You can even have a go online, though it’s not quite as hilarious without someone reading them out each time. I still wasted a good 30 minutes of time I was supposed to be using to write this article round-up though. And I won :)
Zombie in my Pocket
A solitaire game for those moments when grandma has way too much sherry, the kids are off playing with their new toys and your significant other has dozed off, Zombie in my Pocket – winner of the 2010 Golden Geek award – has you exploring a house and garden in an attempt to find and then bury the Zombie totem in the graveyard. Clever mechanics mean quite a varied experience with just a few cards, as time progresses the events on the cards change and are reshuffled.
Here’s a picture of it just as I lost (the figurine is mine, not printable obviously). I reached the graveyard, began to bury the totem, just as 6 zombies pounced on me. Despite having a board with nails to defend myself, I only killed 2 zombies, resulting in the loss of my remaining 4 health points, and complete Zombie takeover. A tense moment, indeed.
Grab the complete package here (login required) and print on just 4 sheets.
If you enjoy this kind of Zombie apocalypse – either solo or in groups – but find yourself wanting something more in-depth, I strongly suggest you check out the Zombicide miniatures board game, which I funded on Kickstarter last year. You can even design and print your own board layouts and scenarios with a free the level designer app.
Winner of 2011 Golden Geek Print and Play Award, The Thing is an unofficial narrative card game which closely resembles the 1982 horror movie. Some cards are gory and explicit, and is best played with 4 players. It’s an immense print job though, in full color, so strictly for fans and hardcore card gamers.
A 41 card deck that’s not so much a game as an open game system; there are in fact many different games you can play with the basic set, just as there are for regular playing cards. The Deckset is structurally quite different though, one defining aspect being that some cards have multiple suits. A full deck, and various rules can be downloaded here.
Here’s a good video overview of the system.
Pirates and Plunder
Described as Carcassonne for those who can’t afford the actual game, Pirates and Plunder is basically a clone of the famous tile-laying game.
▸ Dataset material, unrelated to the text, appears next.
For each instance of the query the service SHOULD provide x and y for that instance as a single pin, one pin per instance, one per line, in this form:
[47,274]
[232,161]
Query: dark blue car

Pick a tile, place it in a valid location, and score points by claiming trade routes, ports and islands. However, it also adds some battle mechanics, so it’s not a complete rip-off. Definitely give it a go if you don’t already own Carcassonne – there are only about 5 sheets of tiles, plus a few more for tokens; though your blue and green ink might run out quickly. Download here.
That’s all from me today; I do hope you have (or have already had) a fantastic Christmas and get a chance to play some of these great games (with or without family, as you see fit). My personal pick would be cards against humanity, though you would certainly need the right audience for that, so best wait until granny has gone home. Also, apologies to my editors for having basically spent the entire day playing games.